As AI systems take on roles demanding interpretability and explainability (especially with deep learning and structured reasoning blending) we need knowledge modeling that is both human-intuitive and machine-operable. This plan proposes a model-driven approach centered on Object Role Modeling (ORM) as a core semantic interface for LLM-centric and neuro-symbolic systems.
Role-based semantic core: Conceptual abstraction with constraint primacy and higher-arity relationships.
Interoperable outputs: High-fidelity JSON; precise FOL; verbalizations for transparency.
Neuro-symbolic orchestration: Two-way flow between neural prediction and symbolic validation.
Domain reach: Finance, manufacturing, legal, and more; precision with flexible design.
High-Level Overview
Problem Space and Market Context
LLMs’ limits: Reliability, logical consistency, and interpretability issues; lack explicit world models.
Symbolic rigidity: Formal systems are precise but hard to scale and inaccessible to many experts.
Legacy constraints: Existing conceptual/semantic approaches lack composability and tooling depth.
Relational resurgence: DuckDB and specialized systems show the power of lean, embedded analytics.
This plan proposes a modeling-first, role-based framework that unifies conceptual rigor with LLM-enabled orchestration—bridging neural prediction and symbolic verification.
Mission, Vision, and Value Proposition
Mission
Empower humans and AI with an expressive, role-based semantic modeling framework that connects symbolic reasoning and neural inference, guided by a practical formalist definition of ontology.
Vision
Natural, precise modeling via roles, constraints, and verbalizations.

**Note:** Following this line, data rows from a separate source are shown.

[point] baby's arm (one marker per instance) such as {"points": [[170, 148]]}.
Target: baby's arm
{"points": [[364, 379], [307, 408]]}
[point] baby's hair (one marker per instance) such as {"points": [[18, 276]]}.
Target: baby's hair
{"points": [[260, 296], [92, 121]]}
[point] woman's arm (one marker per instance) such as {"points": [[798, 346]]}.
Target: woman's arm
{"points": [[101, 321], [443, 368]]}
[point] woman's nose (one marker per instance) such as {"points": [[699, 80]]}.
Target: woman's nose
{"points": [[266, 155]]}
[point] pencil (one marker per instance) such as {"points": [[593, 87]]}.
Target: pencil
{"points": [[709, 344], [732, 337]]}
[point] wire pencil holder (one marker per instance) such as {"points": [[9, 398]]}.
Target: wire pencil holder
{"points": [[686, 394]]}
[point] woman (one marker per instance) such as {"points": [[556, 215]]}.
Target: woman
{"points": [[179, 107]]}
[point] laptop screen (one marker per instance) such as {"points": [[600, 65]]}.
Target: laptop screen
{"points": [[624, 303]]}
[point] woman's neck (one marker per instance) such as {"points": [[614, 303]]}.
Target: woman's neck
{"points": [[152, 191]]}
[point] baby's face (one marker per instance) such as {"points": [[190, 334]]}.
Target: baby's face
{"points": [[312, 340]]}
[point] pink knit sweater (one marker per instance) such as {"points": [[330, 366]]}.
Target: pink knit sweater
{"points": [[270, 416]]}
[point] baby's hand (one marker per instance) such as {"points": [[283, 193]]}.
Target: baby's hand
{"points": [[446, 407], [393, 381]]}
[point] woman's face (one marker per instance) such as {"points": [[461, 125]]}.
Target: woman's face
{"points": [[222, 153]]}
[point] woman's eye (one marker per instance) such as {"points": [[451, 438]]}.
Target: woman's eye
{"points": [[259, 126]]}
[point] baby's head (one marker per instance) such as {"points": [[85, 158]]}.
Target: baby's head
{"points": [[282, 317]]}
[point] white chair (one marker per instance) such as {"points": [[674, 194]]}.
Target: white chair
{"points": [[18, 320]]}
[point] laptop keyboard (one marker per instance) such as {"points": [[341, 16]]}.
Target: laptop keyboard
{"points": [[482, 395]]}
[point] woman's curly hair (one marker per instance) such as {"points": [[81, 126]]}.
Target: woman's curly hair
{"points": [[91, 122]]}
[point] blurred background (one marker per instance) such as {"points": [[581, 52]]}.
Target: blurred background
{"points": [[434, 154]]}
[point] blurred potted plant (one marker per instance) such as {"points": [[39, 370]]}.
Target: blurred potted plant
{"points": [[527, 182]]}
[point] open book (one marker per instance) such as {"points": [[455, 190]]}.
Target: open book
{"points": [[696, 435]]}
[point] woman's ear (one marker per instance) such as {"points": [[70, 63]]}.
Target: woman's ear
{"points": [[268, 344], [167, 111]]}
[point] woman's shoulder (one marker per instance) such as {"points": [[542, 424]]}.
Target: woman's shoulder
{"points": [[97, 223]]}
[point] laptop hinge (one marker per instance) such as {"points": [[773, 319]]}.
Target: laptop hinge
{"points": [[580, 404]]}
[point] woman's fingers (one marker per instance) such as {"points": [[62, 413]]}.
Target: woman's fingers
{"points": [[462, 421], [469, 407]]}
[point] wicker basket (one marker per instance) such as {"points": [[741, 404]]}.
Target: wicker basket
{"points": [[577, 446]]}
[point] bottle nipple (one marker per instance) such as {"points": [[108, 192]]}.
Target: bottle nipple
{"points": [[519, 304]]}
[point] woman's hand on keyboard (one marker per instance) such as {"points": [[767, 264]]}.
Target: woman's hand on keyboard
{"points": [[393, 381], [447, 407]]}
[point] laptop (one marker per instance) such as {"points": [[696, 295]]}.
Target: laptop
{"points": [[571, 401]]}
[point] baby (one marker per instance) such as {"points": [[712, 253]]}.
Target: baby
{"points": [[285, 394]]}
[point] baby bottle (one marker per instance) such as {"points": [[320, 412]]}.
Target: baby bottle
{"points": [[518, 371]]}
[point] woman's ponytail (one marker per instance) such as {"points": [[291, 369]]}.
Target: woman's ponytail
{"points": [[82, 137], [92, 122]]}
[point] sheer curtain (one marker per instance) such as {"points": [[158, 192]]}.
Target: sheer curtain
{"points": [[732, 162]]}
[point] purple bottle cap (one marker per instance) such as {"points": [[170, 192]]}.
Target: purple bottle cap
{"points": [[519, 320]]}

Hybrid inference with verifiability and utility.
Continuous evolution of models alongside data and conversation.
Core Value Proposition
Domain Experts: Natural modeling + verbalized explanations; no heavy syntax.
AI Engineers: JSON + FOL + pluggable symbolic/neural flows.
Product Teams: Rapid, explainable systems across high-stakes domains.
AI Systems: Live semantic backbone for structure, inference, and guardrails.
Self-reflective LLMs using verbalizations/FOL constraints.
Alignment and guardrails via role-based models.
Structured world models powering memory and reasoning.
Future Enhancements (Examples)
JSON-LD compatibility for Linked Data.
Conceptual Graphs translation.
ORM-driven prompt compiler.
ORM-Agent integration (semantic core in agents).
Conclusion and Next Steps
The ORM Toolkit aims to serve as a modeling-first semantic backbone for neuro-symbolic AI, uniting clarity and precision of logic with the power of neural models.
Next Steps
Finalize MVP specs and design.
Select Year 1 pilot use case.
Open collaboration channels (forum, GitHub).
Establish partnerships with symbolic and LLM orchestration teams.